Leaf Nodes: For primitive fields, aggregate equals overall metrics
Parent Nodes: Sum all aggregate metrics from child fields
Hierarchical Rollup: Each level aggregates metrics from all primitive fields below it

Performance Considerations

Single Traversal: Aggregate calculation happens during the main comparison traversal
Efficient Summation: Simple integer addition for each metric type
Memory Overhead: Minimal additional memory for aggregate dictionaries

Backward Compatibility

Existing Code: All existing code continues to work unchanged
Deprecation Warning: Legacy aggregate=True usage shows deprecation warning
Gradual Migration: Teams can migrate at their own pace

Benefits

1. Universal Field-Level Granularity

Complete Coverage: Every field comparison now provides aggregate metrics
Consistent Interface: Same access pattern regardless of field type or nesting level
No Configuration: Works automatically without any setup

2. Enhanced Analysis Capabilities

Drill-Down Analysis: Easily identify which parts of nested structures contribute to overall metrics
Comparative Analysis: Compare aggregate metrics across different levels of the hierarchy
Debugging Support: Quickly identify problematic areas in complex nested structures

3. Improved Developer Experience

Predictable Structure: Always know that aggregate field will be available
Simplified Code: No need to check for aggregate field existence
Better Tooling: IDE autocomplete and type checking work consistently

Use Cases

1. Complex Nested Structure Analysis

# Analyze which parts of a complex invoice structure have issues
invoice_result = gt_invoice.compare_with(pred_invoice, include_confusion_matrix=True)

# Check overall document accuracy
print("Document aggregate:", invoice_result['confusion_matrix']['aggregate'])

# Check line items accuracy
print("Line items aggregate:", invoice_result['confusion_matrix']['fields']['line_items']['aggregate'])

# Check individual product accuracy within line items
for i, item in enumerate(invoice_result['confusion_matrix']['fields']['line_items']['fields']):
    print(f"Item {i} aggregate:", item['aggregate'])

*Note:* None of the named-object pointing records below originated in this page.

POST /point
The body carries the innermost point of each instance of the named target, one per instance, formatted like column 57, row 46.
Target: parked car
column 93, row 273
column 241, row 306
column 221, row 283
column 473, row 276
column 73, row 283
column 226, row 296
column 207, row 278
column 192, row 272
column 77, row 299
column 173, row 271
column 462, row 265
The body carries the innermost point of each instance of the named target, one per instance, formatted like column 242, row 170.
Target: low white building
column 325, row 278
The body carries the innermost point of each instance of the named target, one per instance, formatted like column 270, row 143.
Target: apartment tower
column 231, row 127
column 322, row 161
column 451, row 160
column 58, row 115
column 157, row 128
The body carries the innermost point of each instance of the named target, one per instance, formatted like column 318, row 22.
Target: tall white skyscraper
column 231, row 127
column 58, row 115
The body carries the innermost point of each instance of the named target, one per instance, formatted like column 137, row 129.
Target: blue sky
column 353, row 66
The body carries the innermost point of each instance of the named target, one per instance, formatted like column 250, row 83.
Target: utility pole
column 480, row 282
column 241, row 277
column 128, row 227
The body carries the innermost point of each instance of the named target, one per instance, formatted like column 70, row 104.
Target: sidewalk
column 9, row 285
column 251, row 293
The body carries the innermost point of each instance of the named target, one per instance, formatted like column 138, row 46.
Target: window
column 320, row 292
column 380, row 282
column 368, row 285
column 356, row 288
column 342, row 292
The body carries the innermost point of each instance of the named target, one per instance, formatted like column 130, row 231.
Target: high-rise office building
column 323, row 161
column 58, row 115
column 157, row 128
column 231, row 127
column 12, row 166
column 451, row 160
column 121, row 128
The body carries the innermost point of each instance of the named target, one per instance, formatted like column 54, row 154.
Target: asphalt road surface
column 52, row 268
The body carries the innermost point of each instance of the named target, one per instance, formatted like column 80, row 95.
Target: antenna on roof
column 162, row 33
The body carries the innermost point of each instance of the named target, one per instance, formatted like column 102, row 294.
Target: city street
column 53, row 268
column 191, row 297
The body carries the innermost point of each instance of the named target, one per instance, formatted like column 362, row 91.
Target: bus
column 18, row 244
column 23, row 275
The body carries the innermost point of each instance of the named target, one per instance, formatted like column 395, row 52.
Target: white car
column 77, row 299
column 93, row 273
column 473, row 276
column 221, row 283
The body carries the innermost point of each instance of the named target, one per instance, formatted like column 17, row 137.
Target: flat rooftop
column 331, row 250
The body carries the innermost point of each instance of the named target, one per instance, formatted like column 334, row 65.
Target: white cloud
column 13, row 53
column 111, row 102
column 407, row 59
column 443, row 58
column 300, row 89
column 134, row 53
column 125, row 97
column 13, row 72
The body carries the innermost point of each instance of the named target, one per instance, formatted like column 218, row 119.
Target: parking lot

2. Model Performance Monitoring

# Monitor different aspects of model performance
results = []
for test_case in test_cases:
    result = gt.compare_with(pred, include_confusion_matrix=True)
    results.append({
        'overall': result['confusion_matrix']['aggregate'],
        'contact_info': result['confusion_matrix']['fields']['contact']['aggregate'],
        'personal_info': result['confusion_matrix']['fields']['name']['aggregate']
    })

# Analyze trends across different field types

3. Hierarchical Reporting

def print_hierarchical_metrics(node, path=""):
    """Print aggregate metrics for all levels of a comparison result"""
    if 'aggregate' in node:
        metrics = node['aggregate']
        precision = metrics.get('derived', {}).get('cm_precision', 0)
        recall = metrics.get('derived', {}).get('cm_recall', 0)
        f1 = metrics.get('derived', {}).get('cm_f1', 0)

        print(f"{path}: P={precision:.3f}, R={recall:.3f}, F1={f1:.3f}")

    if 'fields' in node:
        for field_name, field_data in node['fields'].items():
            new_path = f"{path}.{field_name}" if path else field_name
            print_hierarchical_metrics(field_data, new_path)

# Usage
result = gt.compare_with(pred, include_confusion_matrix=True)
print_hierarchical_metrics(result['confusion_matrix'])

Conclusion

The Universal Aggregate Field feature provides comprehensive field-level granularity for all structured model comparisons. By automatically including aggregate metrics at every node, it enables powerful analysis capabilities while maintaining backward compatibility and providing a consistent, predictable interface for developers.